The Bald Soprano

Cheyenne Dorsagno, Copy Editor

On October 15, SUNY Oneonta’s Hamblin Theatre was permeated by otherworldly music which featured a piano traveling up and down in pitch behind oddly spiritual vocals that sounded like gibberish. The living room was colorful with mismatched patterns alluding to the traditionally mundane familial conflicts to come that writer Eugene Ionesco has made ridiculous and deranged.

“The Bald Soprano” and “Jack, Or The Submission” are similar, one act, absurdist pieces. Absurdist theater includes philosophical commentary on humanity’s irrational compulsion to define and limit everything that we likely do not have the capacity to fully understand the true nature and reality of. While this approach can be hard to follow, it is wildly unique and fun to interpret.

“The Bald Soprano” followed the boring, condescending conversations between the Smiths, a refined couple. Their maid, Sherlock Holmes, let in the Watson couple as they had been invited over for dinner. The Watsons, in their lack of appreciation for one another, had at first forgotten each other and eventually deduced that they were married. The pairs got together to undergo a test of the sexes, good etiquette, hidden desire, everyday expectations, and the ability to make routine life interesting.

“Jack, Or The Submission” told the tale of a presumably lower middle class family. The parents, grandparents, and sister of Jack all agonized over his behavior and whether or not he should be disowned from the family. After forgiving him once he claimed his love for hashed brown potatoes, the family only withdrew from him again after he rejected his three-nosed bride for being too pretty.

The importance of time in “The Bald Soprano” became obvious when the grandfather clock became illuminated with an unreadable format, the face of another clock marked the ceiling, and tick-tocking sounded. The hands of the clocks quickly rounded during the slow scenes as if to emphasize how little happened to the couple throughout their lives. The hair, makeup, and costumes in this play looked authentically expensive, old fashion, and structured.
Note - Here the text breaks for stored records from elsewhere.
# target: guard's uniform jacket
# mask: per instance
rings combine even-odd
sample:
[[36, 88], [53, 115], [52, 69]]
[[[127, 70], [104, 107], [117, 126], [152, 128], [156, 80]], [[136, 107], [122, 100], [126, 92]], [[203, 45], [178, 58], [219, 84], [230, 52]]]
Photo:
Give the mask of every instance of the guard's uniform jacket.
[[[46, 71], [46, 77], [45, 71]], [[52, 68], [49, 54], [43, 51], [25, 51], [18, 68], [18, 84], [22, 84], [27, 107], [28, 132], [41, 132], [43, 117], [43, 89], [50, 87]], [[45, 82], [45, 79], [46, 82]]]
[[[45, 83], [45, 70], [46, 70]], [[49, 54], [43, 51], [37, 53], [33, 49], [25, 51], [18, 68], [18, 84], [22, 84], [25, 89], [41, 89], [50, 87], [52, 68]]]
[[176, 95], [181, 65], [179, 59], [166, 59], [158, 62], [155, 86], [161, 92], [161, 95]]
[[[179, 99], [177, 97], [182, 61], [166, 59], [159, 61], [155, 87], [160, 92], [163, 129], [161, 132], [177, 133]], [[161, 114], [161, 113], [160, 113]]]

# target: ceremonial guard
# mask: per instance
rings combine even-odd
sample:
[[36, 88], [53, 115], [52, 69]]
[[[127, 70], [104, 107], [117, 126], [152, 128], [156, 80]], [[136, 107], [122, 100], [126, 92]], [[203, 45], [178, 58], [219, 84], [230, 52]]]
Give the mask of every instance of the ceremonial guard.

Likewise, “Jack, Or The Submission” utilized everyday attire and cracked cement walls to portray a more average family (for whatever world they were in). The lighting turned red during conversations of pain or fire and then blue for water or resolution. The son, Jack, at first, was not seen and only heard through a speaker, indicating his pressure to conform and lack of identity until he finally came forward because his bride made him comfortable by accepting that he was “different from the others.” The props, such as the handkerchiefs that everyone melodramatically sobbed into and the crutches as well as boyish clothes that the “crippled” son clearly overgrew, only enriched the extremism and meaning of the play.
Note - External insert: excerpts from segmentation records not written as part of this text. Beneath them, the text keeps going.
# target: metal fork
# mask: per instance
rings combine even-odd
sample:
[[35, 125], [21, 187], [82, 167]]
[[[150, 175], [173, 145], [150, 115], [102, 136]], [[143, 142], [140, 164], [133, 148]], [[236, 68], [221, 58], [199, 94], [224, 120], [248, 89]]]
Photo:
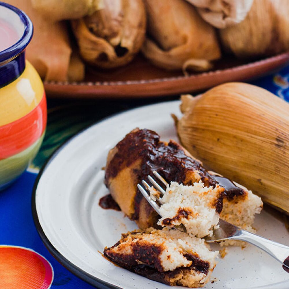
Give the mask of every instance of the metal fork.
[[[156, 178], [166, 187], [168, 184], [166, 180], [156, 171], [153, 172]], [[165, 190], [151, 176], [148, 176], [147, 178], [152, 186], [143, 180], [142, 183], [144, 188], [140, 184], [138, 184], [138, 188], [149, 203], [162, 216], [160, 211], [160, 205], [161, 206], [163, 203], [160, 197], [163, 195]], [[212, 236], [205, 238], [206, 242], [219, 243], [228, 240], [247, 242], [271, 255], [280, 262], [283, 269], [289, 273], [289, 247], [243, 230], [221, 219], [219, 224], [219, 228], [214, 230]], [[175, 227], [178, 229], [177, 227]]]

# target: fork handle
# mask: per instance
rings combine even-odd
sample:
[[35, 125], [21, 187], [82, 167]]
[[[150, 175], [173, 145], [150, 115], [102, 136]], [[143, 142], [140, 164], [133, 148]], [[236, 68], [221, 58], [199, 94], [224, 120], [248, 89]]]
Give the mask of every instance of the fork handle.
[[243, 230], [231, 238], [245, 241], [265, 251], [280, 262], [284, 270], [289, 273], [289, 247]]

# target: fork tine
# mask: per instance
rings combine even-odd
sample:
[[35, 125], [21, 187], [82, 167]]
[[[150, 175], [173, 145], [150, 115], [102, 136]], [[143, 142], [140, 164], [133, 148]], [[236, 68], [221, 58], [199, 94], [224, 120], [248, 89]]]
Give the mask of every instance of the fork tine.
[[138, 184], [138, 188], [142, 194], [142, 195], [145, 198], [150, 205], [155, 210], [156, 212], [161, 216], [160, 212], [160, 207], [154, 201], [149, 195], [147, 192], [139, 184]]
[[153, 172], [153, 173], [166, 186], [168, 184], [166, 180], [156, 171]]
[[148, 176], [147, 178], [157, 190], [158, 190], [162, 194], [164, 194], [166, 192], [165, 190], [150, 176]]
All of the actors performed fantastically. Elizabeth Reinertsen stood out with her roles as Mrs. Watson and Mother Jack while Austin McClaslin-Doyle performed similarly as Mr. Smith and Father Jack. They remembered their lines perfectly and spoke them naturally, though with the greatest emotion, humor, and interest of all of the actors. The dashes around the furniture and walls in both plays resembled those that guide scissors as if to speak to the way the characters’ lives were cookie-cutter. All of these elements enhanced the quirky, pleasurable, and yet perplexing experience.

The aforementioned tools they used — such as the set, lighting, sound, and costumes — subscribed to some real life norms while including some imagined ones to point out the absurdity of our societal standards. The theme of both of these plays was not only to mock our customs but to claim the immorality of their pressures and to remind the audience that they are man-made. Some characters maddeningly repeated themselves as if they were malfunctioning and needed to be smacked out of their craze. Jack’s sister obviously watched her mother and desperately mimicked her actions.

The looks and interests of the characters mistakenly defined them even if, oddly to us, it was by ugliness rather than beauty or one’s love for hash brown potatoes rather than a certain religion, sex, etc. While their verbal expressions and body language seemed strange to the viewers, every culture holds variations of these standard conventions. The ending of “The Bald Soprano” with the Watsons repeating the opening scene performed by the Smiths perfectly represented how these people were institutionalized and interchangeable.